Pictures and news are coming out of California that I never thought I’d see again: lines of people making a run on a bank—a formerly big bank—in a panic about their money. The police were called in as balances and interest disappeared and answers didn’t come fast enough.
Granted, we have a ways to go when it comes to the repercussions of the mortgage lending mess, but we, as depositors, have control over one thing: where we put our money. If you have an account with FDIC insurance, you should never be in a line at the bank to pull your money. Here’s a walk-through of how you can make sure your money is safe:
1) Confirm that your deposits and banking institution has FDIC insurance. If you’re not sure, head to FDIC.gov and check.

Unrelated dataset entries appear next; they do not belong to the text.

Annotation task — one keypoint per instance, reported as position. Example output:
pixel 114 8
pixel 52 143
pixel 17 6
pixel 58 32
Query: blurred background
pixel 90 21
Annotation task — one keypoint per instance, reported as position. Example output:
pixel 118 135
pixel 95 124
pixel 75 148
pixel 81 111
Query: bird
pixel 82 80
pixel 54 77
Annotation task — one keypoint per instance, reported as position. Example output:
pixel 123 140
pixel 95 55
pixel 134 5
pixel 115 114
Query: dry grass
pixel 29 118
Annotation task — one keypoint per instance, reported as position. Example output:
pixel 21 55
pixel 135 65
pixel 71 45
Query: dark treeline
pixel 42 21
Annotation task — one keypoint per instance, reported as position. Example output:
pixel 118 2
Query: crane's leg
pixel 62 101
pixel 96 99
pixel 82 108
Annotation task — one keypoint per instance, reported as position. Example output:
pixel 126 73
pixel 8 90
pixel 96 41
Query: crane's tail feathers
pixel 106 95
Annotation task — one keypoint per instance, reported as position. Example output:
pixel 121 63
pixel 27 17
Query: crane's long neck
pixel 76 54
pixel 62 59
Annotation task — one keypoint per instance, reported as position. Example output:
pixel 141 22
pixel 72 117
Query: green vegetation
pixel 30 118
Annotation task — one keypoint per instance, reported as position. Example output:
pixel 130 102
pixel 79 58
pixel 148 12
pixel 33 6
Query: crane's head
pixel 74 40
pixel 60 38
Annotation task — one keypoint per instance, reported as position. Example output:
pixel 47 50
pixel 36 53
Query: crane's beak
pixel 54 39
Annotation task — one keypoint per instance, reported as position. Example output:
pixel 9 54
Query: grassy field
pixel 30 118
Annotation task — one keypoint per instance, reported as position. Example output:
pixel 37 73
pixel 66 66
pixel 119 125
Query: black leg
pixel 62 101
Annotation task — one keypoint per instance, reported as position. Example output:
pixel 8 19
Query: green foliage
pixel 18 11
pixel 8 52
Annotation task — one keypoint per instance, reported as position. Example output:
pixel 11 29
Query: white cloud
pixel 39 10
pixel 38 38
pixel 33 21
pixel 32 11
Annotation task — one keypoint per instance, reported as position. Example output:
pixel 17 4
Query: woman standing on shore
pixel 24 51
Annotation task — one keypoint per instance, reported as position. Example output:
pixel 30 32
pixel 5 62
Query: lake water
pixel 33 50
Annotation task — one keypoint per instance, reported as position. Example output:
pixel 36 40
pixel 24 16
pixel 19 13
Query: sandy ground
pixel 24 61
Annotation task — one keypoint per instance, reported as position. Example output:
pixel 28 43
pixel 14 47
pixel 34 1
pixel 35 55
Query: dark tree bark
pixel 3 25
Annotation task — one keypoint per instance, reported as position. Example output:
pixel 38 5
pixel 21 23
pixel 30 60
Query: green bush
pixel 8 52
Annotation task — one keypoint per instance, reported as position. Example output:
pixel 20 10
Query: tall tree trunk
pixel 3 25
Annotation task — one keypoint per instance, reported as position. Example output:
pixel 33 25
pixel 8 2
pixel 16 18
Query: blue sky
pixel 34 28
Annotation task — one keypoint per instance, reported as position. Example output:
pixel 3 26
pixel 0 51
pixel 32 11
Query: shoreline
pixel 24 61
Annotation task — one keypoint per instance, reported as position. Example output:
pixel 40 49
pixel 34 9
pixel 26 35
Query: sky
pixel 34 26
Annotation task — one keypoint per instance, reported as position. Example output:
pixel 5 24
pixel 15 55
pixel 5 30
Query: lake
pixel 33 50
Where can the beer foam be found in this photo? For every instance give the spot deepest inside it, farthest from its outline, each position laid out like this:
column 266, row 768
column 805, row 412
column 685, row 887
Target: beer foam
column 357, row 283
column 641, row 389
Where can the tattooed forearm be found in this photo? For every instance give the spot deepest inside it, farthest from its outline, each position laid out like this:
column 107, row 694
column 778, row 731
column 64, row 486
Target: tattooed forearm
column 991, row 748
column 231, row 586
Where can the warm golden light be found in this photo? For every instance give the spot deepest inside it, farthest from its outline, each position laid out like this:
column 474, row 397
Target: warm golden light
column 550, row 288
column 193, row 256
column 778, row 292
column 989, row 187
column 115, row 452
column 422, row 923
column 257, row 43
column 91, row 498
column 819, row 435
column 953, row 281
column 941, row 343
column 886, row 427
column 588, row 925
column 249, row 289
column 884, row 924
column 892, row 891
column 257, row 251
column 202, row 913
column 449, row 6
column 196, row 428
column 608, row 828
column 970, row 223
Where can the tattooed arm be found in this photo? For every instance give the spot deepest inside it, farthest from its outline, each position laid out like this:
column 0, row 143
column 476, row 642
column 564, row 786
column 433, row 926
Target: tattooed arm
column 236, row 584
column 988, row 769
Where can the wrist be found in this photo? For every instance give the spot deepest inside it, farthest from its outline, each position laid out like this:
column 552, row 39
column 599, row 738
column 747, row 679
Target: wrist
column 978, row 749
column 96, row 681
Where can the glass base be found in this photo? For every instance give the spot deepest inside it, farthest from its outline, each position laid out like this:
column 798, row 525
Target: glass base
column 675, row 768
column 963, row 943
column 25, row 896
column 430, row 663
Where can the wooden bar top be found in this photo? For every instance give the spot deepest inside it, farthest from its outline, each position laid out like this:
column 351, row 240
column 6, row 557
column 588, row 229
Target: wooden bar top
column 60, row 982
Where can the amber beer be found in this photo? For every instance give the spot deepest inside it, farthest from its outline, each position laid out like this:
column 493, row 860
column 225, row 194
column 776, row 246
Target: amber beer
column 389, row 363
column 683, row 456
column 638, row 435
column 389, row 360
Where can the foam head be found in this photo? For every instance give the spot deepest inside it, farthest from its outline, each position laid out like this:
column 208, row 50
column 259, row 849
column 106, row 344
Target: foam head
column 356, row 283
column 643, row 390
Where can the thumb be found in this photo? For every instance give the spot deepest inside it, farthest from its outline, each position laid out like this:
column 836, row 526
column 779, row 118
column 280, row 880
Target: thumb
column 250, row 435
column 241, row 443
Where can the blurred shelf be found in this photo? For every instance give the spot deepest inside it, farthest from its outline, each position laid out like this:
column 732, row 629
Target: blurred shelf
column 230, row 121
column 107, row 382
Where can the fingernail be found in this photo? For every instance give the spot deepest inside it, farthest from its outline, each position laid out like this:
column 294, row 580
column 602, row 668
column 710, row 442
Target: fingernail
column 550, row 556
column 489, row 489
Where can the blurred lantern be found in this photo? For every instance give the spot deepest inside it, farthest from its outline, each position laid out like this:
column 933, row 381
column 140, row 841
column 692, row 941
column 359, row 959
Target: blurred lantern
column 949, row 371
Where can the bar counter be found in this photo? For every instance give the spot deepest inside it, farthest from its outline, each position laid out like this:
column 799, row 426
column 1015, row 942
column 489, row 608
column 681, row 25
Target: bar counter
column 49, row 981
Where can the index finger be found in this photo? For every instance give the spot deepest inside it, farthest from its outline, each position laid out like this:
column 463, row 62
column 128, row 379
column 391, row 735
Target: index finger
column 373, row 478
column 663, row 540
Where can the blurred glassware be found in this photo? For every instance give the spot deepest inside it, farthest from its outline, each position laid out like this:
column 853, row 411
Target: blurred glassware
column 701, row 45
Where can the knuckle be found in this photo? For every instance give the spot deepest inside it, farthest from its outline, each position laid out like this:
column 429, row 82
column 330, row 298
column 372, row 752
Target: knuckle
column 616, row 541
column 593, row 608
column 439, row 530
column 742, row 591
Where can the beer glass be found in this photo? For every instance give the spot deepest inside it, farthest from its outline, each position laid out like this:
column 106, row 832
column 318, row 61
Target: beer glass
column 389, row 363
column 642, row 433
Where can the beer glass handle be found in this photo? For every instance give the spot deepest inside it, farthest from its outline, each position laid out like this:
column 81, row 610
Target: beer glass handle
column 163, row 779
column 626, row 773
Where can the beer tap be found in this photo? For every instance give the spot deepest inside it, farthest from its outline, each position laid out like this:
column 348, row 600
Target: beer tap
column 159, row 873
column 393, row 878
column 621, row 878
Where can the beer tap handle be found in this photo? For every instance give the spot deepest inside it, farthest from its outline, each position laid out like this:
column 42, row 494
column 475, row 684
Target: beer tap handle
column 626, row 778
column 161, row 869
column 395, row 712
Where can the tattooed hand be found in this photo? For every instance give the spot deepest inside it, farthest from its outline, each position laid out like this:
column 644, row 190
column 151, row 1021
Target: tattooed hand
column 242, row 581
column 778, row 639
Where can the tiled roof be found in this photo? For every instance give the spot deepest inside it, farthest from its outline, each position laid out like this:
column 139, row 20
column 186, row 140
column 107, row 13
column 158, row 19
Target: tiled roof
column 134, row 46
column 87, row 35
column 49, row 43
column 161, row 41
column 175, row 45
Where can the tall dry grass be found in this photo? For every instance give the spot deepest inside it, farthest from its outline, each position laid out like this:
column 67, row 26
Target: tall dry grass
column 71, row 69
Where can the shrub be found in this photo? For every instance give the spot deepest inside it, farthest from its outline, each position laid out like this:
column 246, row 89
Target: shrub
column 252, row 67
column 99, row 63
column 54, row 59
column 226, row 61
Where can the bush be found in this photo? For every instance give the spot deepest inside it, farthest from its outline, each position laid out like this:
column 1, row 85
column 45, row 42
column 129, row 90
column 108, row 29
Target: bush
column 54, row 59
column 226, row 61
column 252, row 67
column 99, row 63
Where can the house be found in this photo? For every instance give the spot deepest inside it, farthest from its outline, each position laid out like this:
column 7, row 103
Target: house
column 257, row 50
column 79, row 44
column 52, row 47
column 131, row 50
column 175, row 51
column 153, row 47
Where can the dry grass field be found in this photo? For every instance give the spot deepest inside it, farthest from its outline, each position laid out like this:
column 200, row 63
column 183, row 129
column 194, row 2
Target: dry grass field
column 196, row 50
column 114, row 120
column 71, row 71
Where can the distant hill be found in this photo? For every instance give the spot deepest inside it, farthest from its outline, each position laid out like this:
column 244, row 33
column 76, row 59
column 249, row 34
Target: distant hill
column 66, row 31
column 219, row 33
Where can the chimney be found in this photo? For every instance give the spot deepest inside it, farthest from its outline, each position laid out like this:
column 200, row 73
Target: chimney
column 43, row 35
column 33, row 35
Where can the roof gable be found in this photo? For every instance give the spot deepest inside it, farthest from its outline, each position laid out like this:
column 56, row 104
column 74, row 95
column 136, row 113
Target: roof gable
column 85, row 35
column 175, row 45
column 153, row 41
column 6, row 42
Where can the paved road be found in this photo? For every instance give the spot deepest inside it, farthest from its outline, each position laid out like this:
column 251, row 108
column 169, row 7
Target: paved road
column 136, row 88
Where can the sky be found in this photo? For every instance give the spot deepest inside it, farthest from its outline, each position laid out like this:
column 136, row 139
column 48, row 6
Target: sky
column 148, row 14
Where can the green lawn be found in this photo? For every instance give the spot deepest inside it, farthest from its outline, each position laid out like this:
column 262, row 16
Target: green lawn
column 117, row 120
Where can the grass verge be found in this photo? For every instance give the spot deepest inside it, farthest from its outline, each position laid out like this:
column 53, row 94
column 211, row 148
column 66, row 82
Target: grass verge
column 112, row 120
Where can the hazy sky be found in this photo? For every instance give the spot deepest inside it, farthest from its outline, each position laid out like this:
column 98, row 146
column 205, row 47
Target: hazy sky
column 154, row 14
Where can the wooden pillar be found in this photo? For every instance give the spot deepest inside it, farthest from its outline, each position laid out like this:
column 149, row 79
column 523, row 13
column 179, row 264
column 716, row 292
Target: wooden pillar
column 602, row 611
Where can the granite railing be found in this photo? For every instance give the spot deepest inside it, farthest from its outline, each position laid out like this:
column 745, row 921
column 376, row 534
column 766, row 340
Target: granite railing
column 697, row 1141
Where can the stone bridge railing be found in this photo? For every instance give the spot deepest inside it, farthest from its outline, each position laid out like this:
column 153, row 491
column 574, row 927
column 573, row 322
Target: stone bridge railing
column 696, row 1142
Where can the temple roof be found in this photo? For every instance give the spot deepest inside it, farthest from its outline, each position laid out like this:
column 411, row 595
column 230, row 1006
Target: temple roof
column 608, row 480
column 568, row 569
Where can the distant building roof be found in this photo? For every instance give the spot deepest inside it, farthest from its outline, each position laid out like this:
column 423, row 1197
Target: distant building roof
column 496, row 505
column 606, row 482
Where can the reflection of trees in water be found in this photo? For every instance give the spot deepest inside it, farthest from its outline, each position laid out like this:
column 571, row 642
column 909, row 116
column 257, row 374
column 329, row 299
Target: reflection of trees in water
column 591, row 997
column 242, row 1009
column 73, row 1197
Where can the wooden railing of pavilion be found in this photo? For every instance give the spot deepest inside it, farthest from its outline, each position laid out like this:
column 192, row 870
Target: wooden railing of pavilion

2) Know that FDIC insurance is aggregate—meaning, it’s not $100,000 of insurance on each your checking and savings accounts but your holdings as a whole. To find out which of your accounts is insured, and which is not, use the FDIC’s EDIE tool.
3) Know the guidelines: Insured up to $100,000 = savings, checking, CDs, trusts. Insured up to $250,000 = Individual retirement accounts (IRAs) which include 401(k)s, 403(b)s and Roths. NOT insured = investments such as stocks, bonds, mutual funds, life insurance and annuities.
If you have more than the insured limit at a bank or institution, spread your money around between banks such as $90,000 at Bank G and $40,000 at Bank B, etc.
Some folks who made a run for their insured money at IndyMac couldn’t get it all out within a day or so but they will. It is insured. That’s why the FDIC was formed after the Depression—to protect our funds. Banks may do funny stuff (subprime lending, for example) that has an effect they didn’t plan for, but we can make sure that we don’t give them our business beyond what is insured.